2026年から始まる中国の「第15次5カ年計画」の策定作業が本格化している。新華社通信などが伝えた。この計画は、経済の質の高い発展と社会の安定を目指すもので、「中国式の現代化」をさらに推進する国家戦略の根幹となる。
「第14次」の成果と次期計画の方向性
「第14次5カ年計画」(2021〜2025年)の期間中、中国経済は成長を維持し、国内総生産(GDP)は140兆元(約3000兆円)を突破した。また、再生可能エネルギーの設備容量で世界最大となり、「絶対的貧困」の撲滅を宣言するなど、社会面でも大きな変化を遂げた。
次期「第15次5カ年計画」では、これらの成果を土台に、科学技術の自立自強や国内大循環を主体とする「双循環」戦略をさらに深化させることが見込まれる。経済の安定成長と国民生活の向上を引き続き重要目標として掲げる方針だ。
習近平経済思想と党の一元的指導
計画策定の思想的基盤となるのが「習近平経済思想」だ。

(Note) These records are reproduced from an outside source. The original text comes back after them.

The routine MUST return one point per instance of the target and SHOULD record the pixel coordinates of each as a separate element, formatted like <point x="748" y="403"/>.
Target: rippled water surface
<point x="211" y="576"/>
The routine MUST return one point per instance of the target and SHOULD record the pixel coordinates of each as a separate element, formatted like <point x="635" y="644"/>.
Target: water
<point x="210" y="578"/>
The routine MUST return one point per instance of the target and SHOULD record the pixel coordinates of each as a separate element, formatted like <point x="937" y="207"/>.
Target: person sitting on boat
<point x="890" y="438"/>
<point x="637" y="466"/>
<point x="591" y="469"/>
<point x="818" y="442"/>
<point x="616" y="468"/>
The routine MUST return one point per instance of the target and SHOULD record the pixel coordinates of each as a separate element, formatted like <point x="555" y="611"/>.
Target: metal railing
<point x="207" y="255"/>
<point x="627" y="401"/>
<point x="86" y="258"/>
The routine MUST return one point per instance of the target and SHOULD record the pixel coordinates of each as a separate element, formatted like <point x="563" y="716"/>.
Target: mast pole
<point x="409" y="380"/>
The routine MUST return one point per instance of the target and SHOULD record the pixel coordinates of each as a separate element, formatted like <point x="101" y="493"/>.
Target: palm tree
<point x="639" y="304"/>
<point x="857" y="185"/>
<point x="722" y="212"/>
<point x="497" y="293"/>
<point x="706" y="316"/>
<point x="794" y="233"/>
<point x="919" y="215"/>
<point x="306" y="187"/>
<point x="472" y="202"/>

2012年の第18回党大会以降、習近平国家主席を中心とする指導部は、新たな経済発展理念を提唱。これが新時代における中国の経済政策の基本的に指針と位置づけられている。
中国共産党は、党による一元的な指導こそが経済発展を推進する上での最大の強みであると強調している。次期計画においても、党中央の決定を迅速に実行し、国家目標を達成するための体制を一層強化する構えだ。
日本への影響と示唆
「第15次5カ年計画」の策定本格化は、日本企業にとって事業環境の不確実性を高める一方で、新たな市場機会も創出する。まず、中国共産党による「習近平経済思想」に基づく党の一元的指導が強化されることで、政策決定の透明性が低下し、日系企業は予見不可能な規制強化や市場介入に直面するリスクがある。特に、外資系企業に対するデータ移転規制やサイバーセキュリティ関連法規の厳格化は、日本企業の事業継続に直接的な影響を及ぼす可能性がある。

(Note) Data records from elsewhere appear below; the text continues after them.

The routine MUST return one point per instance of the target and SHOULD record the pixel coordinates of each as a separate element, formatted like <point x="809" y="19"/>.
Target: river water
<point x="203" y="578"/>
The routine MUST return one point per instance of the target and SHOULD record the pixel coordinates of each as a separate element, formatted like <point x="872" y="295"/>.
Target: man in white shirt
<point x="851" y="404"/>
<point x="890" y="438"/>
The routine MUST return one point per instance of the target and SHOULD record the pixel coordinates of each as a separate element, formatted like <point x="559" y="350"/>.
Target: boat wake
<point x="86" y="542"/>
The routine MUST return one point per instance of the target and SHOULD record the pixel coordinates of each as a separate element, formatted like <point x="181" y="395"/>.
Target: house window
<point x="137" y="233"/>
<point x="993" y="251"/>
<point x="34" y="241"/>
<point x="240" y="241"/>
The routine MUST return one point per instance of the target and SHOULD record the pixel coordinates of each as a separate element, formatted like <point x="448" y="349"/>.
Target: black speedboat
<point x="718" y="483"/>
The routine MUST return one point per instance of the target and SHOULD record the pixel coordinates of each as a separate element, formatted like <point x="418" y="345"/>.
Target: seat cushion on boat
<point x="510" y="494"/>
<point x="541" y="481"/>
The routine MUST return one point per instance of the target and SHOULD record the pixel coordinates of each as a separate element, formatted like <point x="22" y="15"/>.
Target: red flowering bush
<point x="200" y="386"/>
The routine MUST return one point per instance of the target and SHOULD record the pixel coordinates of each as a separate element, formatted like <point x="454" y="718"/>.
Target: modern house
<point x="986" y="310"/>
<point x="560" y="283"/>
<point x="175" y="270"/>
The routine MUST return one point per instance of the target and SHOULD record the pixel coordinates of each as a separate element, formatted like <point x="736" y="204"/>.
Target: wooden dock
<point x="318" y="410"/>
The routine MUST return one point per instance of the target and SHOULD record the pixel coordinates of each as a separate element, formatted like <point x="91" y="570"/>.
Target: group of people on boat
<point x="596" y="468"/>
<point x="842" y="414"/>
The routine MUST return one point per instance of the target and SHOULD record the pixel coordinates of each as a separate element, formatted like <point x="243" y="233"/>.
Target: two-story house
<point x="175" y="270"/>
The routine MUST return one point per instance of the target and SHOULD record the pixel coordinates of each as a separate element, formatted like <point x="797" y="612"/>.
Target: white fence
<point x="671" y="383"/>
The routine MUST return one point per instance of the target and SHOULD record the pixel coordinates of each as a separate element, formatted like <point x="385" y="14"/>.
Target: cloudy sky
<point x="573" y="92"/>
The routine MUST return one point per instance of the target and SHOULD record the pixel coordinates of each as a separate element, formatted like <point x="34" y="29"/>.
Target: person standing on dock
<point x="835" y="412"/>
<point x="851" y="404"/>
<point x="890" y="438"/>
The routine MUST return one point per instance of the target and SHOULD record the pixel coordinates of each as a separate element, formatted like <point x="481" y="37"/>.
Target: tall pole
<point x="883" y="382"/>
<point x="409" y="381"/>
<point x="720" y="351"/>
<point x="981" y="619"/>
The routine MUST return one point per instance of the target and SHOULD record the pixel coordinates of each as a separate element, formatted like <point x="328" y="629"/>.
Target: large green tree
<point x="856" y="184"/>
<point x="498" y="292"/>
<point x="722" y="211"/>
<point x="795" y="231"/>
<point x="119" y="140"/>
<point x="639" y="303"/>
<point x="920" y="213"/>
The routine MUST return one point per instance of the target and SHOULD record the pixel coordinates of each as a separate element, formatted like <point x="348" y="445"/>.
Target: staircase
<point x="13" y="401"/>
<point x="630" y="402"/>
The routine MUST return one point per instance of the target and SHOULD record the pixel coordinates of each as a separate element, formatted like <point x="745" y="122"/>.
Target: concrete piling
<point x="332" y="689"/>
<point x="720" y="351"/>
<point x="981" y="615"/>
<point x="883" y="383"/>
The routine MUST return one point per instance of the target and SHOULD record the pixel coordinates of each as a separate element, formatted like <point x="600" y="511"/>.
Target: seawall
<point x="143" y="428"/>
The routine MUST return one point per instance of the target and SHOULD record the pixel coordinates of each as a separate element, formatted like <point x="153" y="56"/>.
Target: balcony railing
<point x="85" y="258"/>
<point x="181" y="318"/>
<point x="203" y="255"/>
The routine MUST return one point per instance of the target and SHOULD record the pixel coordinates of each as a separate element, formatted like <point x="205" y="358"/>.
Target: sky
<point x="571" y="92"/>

一方で、中国が「国内大循環を主体とする『双循環』戦略」を深化させる方針は、日本企業にとって新たなビジネスチャンスとなる。中国国内の消費市場がさらに活性化することで、高品質な日本製品やサービスへの需要が高まることが見込まれる。例えば、日本の医療機器メーカーや高齢者向けサービスを提供する企業は、中国の高齢化社会におけるニーズに応えることで、市場シェアを拡大できる可能性がある。
また、中国が「再生可能エネルギーの設備容量で世界最大」となった実績を踏まえ、次期計画で科学技術の自立自強を掲げることは、日本の技術優位性を持つ企業にとって脅威と機会の両面を持つ。中国企業が自国技術の開発を加速させることで、一部の分野では競争が激化するが、同時に、日本の先端技術や部品が中国のサプライチェーンに組み込まれる可能性も生まれる。例えば、半導体製造装置や高機能素材を提供する日本の企業は、中国の技術革新を支える形で需要を獲得できる。
したがって、日本企業は、中国の政策動向を綿密に分析し、リスクを軽減しつつ、中国市場の新たな需要を捉える戦略的なアプローチが求められる。